Employees will appreciate the flexibility to work from anywhere, but they’ll also appreciate flexibility in when they work. For example, parents might wish to start working a little later in order to get their kids ready in the morning. Some employees need to end the day earlier to care for a loved one, while others may need to structure their schedules around regular counseling sessions for their well-being.

There are plenty of reasons why employees are seeking flexibility of both time and place in their work, and employers should grant that flexibility whenever possible to whatever degree possible. Doing so only serves to strengthen the employee-employer relationship and increase morale and loyalty.

Remote Work Brings More Talent Through the Door

Supporting remote work is not only beneficial to your existing team members — it can also be a key differentiating factor for your company in the talent market. According to research from IWG, 80 percent of US workers would choose a job that offered flexibility over one that did not.

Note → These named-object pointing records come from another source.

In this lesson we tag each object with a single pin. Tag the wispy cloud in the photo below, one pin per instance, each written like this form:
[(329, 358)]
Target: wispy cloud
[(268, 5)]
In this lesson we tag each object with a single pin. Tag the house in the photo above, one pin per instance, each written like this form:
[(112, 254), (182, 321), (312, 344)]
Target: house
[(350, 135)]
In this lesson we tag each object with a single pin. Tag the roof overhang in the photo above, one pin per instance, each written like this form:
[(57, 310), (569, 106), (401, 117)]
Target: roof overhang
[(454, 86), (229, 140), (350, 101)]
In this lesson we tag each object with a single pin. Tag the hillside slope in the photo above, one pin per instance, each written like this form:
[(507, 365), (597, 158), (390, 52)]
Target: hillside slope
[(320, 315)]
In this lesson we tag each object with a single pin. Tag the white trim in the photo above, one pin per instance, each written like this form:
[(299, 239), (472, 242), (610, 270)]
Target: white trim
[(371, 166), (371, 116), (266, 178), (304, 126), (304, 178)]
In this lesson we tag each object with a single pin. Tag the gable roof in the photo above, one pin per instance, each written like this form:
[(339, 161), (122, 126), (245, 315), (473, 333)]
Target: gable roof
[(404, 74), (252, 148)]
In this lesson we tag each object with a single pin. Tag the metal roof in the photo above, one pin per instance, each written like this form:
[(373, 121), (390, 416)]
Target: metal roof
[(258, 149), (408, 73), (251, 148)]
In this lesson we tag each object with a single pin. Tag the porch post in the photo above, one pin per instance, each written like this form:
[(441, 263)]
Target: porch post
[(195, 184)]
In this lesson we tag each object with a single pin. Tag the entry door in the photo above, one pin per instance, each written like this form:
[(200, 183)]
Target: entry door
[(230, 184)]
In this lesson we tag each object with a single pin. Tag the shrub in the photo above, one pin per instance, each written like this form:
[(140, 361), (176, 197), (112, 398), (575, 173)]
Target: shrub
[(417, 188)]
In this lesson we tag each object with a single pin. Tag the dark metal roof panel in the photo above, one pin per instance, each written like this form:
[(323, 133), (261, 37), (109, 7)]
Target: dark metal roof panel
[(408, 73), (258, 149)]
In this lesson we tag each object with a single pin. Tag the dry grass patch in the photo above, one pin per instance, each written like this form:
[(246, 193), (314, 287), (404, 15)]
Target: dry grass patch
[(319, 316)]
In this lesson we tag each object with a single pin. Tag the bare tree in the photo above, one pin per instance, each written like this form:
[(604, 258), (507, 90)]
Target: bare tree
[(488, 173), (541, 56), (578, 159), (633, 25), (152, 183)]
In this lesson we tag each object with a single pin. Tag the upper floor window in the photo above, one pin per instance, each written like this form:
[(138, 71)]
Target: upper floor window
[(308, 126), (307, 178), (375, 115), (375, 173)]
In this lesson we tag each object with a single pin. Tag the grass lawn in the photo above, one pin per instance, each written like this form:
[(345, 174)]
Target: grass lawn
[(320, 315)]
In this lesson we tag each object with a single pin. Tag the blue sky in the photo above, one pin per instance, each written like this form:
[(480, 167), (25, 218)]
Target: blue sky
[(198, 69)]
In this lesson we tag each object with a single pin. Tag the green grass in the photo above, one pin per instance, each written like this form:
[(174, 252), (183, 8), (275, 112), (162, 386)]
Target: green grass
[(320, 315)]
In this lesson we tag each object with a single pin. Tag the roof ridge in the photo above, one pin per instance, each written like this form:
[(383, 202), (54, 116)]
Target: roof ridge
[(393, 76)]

Remote work is the most popular of all flexible work options, according to a 2019 FlexJobs report. Furthermore, it is especially popular among rural workers, 32 percent of whom say they would take a 10-20 percent pay cut to work remotely. Companies that offer remote work have an advantage in tapping into this often underutilized segment of the workforce. Millennials are also particularly attracted to remote work options, and given that they make up the largest generational segment of the workforce, it would be wise to appeal to their preferences.

Employers will have to make a lot of choices as the world slowly settles into the new normal, but employees have made one thing clear: They want and value employers that provide flexible work options to support their individual lifestyles. By offering personalized benefits and flexible work arrangements that allow for a better work/life balance, an organization can further promote engagement and loyalty among existing workers while becoming an employer of choice in the wider talent market.

Chris Bruce is managing director and cofounder of Thomsons Online Benefits.